Le carnaval, un symbole du romantisme

Gavarni, Balochard, © Maison de Balzac / Roger-Viollet

Certes le titre de ce billet peut surprendre mais même si ce n’est qu’un symbole parmi d’autres que l’on peut appliquer au romantisme, ce n’est pas un hasard si le carnaval connaît un âge d’or à Paris aux grandes heures du romantisme, entre deux révolutions, celle de 1830 et celle de 1848.

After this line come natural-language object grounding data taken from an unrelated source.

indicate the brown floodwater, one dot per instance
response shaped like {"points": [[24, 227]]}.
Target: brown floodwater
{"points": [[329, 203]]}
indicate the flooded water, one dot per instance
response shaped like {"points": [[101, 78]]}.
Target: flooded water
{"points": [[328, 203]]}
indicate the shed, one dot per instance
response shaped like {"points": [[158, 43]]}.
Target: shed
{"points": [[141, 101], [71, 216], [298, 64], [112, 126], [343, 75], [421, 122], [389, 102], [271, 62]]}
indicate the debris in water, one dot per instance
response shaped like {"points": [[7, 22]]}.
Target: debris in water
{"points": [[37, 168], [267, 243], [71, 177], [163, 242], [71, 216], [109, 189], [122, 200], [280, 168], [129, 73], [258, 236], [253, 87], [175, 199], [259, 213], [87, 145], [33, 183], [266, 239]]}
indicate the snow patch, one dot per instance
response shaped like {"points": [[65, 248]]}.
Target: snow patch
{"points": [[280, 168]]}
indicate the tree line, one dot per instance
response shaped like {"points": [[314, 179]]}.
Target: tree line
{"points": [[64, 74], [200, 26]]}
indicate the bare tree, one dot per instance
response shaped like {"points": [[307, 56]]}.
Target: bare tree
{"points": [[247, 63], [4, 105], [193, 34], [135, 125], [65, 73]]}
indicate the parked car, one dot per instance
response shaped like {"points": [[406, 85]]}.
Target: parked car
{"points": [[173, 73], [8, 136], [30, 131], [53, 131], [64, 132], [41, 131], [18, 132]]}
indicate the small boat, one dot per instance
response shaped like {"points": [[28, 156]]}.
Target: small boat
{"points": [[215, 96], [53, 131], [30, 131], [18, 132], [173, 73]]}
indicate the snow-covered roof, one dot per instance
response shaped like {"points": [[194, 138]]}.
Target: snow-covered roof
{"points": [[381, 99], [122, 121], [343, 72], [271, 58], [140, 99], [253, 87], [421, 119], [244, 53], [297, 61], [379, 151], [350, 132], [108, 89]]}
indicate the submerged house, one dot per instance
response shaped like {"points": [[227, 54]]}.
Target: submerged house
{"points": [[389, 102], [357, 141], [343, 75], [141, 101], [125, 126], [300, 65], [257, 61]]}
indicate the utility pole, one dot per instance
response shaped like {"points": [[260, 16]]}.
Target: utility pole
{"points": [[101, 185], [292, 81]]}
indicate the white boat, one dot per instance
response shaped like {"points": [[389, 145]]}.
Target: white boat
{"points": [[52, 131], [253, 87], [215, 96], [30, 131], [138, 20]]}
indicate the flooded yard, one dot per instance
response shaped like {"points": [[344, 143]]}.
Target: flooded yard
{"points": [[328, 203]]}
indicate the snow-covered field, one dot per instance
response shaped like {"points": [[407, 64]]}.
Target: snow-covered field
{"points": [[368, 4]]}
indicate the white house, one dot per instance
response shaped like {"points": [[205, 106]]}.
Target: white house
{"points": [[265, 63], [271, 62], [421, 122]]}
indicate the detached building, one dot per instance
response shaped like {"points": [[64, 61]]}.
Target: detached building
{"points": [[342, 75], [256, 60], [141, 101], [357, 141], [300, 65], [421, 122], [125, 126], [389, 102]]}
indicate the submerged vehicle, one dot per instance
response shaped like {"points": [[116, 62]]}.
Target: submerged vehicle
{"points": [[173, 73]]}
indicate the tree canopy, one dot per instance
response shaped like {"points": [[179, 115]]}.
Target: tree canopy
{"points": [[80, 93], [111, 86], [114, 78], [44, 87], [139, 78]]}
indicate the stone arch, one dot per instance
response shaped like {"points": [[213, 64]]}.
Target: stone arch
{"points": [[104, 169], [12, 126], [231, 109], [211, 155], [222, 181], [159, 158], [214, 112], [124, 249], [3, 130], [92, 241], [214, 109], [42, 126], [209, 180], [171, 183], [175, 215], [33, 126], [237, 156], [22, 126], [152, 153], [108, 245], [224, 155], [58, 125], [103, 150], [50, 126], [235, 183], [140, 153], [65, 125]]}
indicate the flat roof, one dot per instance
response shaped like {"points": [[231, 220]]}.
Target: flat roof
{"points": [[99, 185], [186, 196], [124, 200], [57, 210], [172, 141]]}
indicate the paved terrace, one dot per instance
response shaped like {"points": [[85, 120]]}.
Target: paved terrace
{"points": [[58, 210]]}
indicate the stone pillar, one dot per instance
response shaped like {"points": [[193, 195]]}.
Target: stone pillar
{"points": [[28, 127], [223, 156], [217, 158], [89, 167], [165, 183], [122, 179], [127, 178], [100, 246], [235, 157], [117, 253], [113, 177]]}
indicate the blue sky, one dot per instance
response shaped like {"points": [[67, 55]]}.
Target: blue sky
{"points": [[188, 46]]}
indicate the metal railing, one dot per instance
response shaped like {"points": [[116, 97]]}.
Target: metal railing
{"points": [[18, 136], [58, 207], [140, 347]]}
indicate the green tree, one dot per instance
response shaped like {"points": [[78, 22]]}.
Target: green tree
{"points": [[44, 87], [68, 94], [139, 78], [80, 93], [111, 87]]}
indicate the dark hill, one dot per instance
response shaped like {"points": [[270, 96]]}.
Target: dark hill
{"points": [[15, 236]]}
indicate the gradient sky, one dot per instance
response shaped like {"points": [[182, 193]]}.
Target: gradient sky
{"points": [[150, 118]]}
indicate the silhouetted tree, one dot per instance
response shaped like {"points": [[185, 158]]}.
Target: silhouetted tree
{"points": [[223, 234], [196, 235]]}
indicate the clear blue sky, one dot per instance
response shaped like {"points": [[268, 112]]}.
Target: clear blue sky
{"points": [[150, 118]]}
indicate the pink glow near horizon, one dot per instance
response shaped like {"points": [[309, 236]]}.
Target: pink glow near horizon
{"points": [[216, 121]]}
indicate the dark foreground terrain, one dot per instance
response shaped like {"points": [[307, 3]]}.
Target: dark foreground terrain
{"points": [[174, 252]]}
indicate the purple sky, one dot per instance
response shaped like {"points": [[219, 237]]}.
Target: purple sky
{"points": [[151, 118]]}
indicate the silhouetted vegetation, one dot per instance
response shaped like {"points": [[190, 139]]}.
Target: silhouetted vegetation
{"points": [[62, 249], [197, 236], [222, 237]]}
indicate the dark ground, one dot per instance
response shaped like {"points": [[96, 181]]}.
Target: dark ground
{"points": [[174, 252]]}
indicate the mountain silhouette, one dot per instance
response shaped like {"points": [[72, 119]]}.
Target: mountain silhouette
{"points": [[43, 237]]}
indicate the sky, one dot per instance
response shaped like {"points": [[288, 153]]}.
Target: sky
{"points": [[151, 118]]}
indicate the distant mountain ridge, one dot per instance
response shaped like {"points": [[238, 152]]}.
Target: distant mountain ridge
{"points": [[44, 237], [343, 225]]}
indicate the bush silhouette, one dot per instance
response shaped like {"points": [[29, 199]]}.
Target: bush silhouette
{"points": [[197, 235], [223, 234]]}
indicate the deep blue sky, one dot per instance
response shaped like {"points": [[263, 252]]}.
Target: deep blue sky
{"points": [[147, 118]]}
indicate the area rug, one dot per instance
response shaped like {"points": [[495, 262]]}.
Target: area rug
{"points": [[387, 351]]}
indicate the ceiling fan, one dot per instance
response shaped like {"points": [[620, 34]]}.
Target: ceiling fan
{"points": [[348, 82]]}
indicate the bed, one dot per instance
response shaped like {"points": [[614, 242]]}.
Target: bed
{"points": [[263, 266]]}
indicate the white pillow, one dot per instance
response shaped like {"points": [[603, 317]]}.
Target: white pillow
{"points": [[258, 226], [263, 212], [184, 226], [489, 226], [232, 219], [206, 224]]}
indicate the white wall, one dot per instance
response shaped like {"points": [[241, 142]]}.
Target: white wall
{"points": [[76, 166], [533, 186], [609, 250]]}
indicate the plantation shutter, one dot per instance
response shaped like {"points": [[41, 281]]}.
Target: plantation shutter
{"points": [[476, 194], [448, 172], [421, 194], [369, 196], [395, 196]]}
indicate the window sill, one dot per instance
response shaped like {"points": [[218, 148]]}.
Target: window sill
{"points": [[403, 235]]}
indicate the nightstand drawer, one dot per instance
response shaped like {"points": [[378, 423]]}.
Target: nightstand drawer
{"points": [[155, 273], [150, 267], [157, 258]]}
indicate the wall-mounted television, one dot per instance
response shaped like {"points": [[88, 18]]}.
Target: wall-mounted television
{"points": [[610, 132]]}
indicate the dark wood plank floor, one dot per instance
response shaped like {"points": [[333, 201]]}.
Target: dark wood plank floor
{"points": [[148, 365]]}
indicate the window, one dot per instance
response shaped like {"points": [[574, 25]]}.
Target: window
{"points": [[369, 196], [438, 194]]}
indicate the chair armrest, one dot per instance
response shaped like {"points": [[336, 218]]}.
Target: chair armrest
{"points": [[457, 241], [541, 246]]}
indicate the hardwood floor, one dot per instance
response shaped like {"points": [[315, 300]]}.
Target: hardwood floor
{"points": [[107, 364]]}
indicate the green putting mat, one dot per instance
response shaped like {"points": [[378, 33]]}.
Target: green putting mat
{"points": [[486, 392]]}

Le carnaval, c’est un bouleversement rituel dont les origines remontent à l’Antiquité. Un bouleversement des valeurs, certes ponctuel mais qui révèle des mutations plus profondes. Au XIXe siècle, il me semble refléter la perte de valeurs dont les romantiques souffrent. Valeurs politiques : le désenchantement après la fin de l’épopée napoléonienne idéalisée par ces enfants nés aux heures des grandes batailles remplacée par des monarques vieillissants ou trop bourgeois. Valeurs de la littérature qui entre dans l’ère industrielle, qui perd son aura : pour beaucoup l’écrivain, le poète est un albatros.

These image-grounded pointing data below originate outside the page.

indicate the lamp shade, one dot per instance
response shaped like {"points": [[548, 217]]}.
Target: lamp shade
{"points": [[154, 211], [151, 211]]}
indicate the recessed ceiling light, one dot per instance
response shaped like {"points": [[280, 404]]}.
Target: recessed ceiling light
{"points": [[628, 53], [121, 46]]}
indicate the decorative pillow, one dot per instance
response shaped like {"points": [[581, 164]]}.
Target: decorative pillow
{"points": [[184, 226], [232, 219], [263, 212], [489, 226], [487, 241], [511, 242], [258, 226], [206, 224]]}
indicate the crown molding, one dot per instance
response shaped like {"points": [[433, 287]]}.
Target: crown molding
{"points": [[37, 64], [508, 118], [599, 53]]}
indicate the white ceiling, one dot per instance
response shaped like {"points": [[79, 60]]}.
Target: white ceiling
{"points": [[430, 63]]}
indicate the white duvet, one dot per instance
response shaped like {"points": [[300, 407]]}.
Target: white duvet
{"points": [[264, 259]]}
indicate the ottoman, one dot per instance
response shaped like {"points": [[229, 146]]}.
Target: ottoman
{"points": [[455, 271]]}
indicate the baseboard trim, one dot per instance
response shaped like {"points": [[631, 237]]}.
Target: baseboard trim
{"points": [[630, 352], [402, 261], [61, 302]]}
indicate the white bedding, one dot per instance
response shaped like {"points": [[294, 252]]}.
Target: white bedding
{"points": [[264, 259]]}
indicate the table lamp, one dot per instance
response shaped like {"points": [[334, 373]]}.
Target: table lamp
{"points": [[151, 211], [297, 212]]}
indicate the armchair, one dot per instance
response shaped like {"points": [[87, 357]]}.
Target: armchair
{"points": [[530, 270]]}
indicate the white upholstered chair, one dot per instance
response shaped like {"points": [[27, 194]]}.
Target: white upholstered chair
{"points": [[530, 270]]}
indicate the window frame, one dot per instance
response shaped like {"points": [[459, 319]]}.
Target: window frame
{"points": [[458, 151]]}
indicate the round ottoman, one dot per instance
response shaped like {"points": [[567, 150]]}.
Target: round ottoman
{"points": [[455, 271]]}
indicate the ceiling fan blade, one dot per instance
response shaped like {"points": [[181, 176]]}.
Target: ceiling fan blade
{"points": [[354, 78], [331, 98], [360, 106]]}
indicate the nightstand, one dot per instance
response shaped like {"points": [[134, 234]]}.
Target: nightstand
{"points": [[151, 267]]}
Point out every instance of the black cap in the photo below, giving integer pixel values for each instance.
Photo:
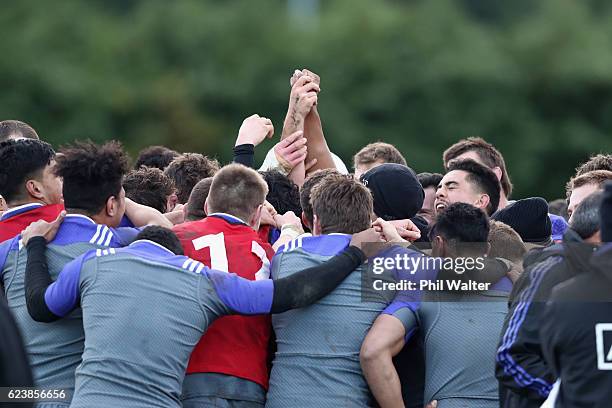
(529, 218)
(606, 214)
(397, 193)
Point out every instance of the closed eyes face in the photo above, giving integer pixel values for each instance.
(454, 188)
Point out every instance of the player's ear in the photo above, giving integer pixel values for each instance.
(206, 207)
(35, 189)
(483, 202)
(256, 217)
(305, 221)
(316, 225)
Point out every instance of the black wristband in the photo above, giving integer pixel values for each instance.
(306, 287)
(244, 154)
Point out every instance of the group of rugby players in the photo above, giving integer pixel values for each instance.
(180, 282)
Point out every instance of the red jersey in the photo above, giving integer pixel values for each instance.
(15, 220)
(232, 345)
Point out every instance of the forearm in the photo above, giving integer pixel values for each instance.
(317, 145)
(244, 154)
(37, 280)
(383, 380)
(306, 287)
(141, 215)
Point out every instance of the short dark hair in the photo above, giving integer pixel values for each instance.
(92, 173)
(377, 151)
(237, 190)
(155, 156)
(597, 162)
(558, 207)
(149, 186)
(483, 178)
(462, 223)
(187, 169)
(342, 204)
(489, 155)
(15, 128)
(21, 160)
(197, 198)
(598, 177)
(585, 219)
(505, 242)
(312, 180)
(283, 194)
(162, 236)
(430, 179)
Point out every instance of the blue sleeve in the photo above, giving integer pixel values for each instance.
(63, 295)
(242, 295)
(5, 248)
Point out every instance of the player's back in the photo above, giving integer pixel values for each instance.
(54, 349)
(461, 332)
(142, 316)
(317, 358)
(233, 345)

Mais le carnaval est aussi l’occasion de bousculer d’autres valeurs, comme le désirent les romantiques. S’opposer aux bourgeois qui aiment la stabilité et qui, peut-être fuiront le carnaval, faire un pied de nez à la bourse, temple moderne. Pendant le carnaval les rôles s’ils ne s’inversent complètement donnent à chaque individu une liberté d’être pleinement en étant un autre, grâce au déguisement. Nouer une petite intrigue impossible dans la vie réelle. Revêtir un costume d’homme pour les femmes qui étaient alors autorisées par la préfecture à porter le pantalon. En un mot, s’imaginer une autre vie. Les hiérarchies, le quotidien sont perturbés quelques jours, quelques semaines. Les ouvriers et grisettes n’hésitaient pas à économiser pour célébrer dignement cette période durant laquelle ils pouvaient se prendre pour des princes. Quant aux  plus aisés, ils peuvent explorer un autre univers, faire ce qu’ils n’osent pas le reste de l’année, hors du  foyer conjugal. Presque tout est permis même si la police veille.

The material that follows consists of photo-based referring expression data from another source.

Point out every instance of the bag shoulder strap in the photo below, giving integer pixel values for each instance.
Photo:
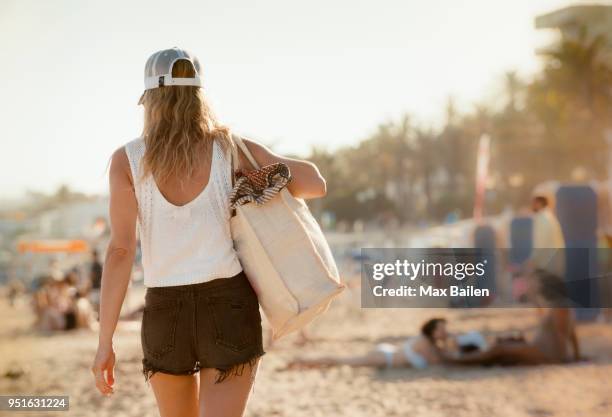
(240, 144)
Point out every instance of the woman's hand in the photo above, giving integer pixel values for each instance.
(306, 180)
(103, 369)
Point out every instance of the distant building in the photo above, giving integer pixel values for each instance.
(570, 21)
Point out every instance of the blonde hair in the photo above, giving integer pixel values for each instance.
(179, 129)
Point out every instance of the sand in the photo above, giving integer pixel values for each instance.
(59, 364)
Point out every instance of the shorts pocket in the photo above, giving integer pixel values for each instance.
(159, 321)
(236, 321)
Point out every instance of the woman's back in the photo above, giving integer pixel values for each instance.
(184, 229)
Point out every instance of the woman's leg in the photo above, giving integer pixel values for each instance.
(504, 354)
(375, 358)
(228, 398)
(176, 395)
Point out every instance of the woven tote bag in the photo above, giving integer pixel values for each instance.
(284, 255)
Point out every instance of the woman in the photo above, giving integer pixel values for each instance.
(418, 352)
(201, 330)
(555, 340)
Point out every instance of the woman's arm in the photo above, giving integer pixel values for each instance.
(306, 182)
(117, 265)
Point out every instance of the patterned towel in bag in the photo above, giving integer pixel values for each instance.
(260, 185)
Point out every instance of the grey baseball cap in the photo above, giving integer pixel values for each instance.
(158, 69)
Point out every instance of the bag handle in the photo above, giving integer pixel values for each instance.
(240, 144)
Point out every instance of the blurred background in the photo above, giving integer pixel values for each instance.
(435, 124)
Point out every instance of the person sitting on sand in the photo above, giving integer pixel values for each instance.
(554, 335)
(417, 352)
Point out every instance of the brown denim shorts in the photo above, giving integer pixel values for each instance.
(214, 324)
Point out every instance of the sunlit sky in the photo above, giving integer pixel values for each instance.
(291, 74)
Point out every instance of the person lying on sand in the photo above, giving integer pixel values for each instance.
(555, 333)
(417, 352)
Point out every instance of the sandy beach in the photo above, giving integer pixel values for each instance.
(36, 363)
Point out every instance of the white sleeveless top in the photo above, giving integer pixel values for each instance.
(185, 244)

Gavarni, © Maison de Balzac / Roger-Viollet

Le carnaval nous rappelle aussi que le romantisme, loin d’être cette période fleur bleue et surannée, lieu commun exaspérant, le romantisme est échevelé. On aime s’amuser par une sorte d’épicurisme désenchanté. On s’amuse pour oublier la pesanteur de la vie. Un temps l’albatros vole dans les airs, se moque du bourgeois et trop grisé, ne songe pas qu’il retombera à terre. Le réveil arrivera bien assez tôt pour ces Fantasio. Le carnaval c’est aussi faire la fête dans un vrai esprit de camaraderie, camaraderie si importante chez les romantiques. Le meilleur exemple étant la Bohême du Doyenné, célébrée par Nerval et qui organisa d’ailleurs un grand bal masqué le 28 novembre1835 (jour d’anniversaire de Roger de Beauvoir, l’un des familiers de cette bohème).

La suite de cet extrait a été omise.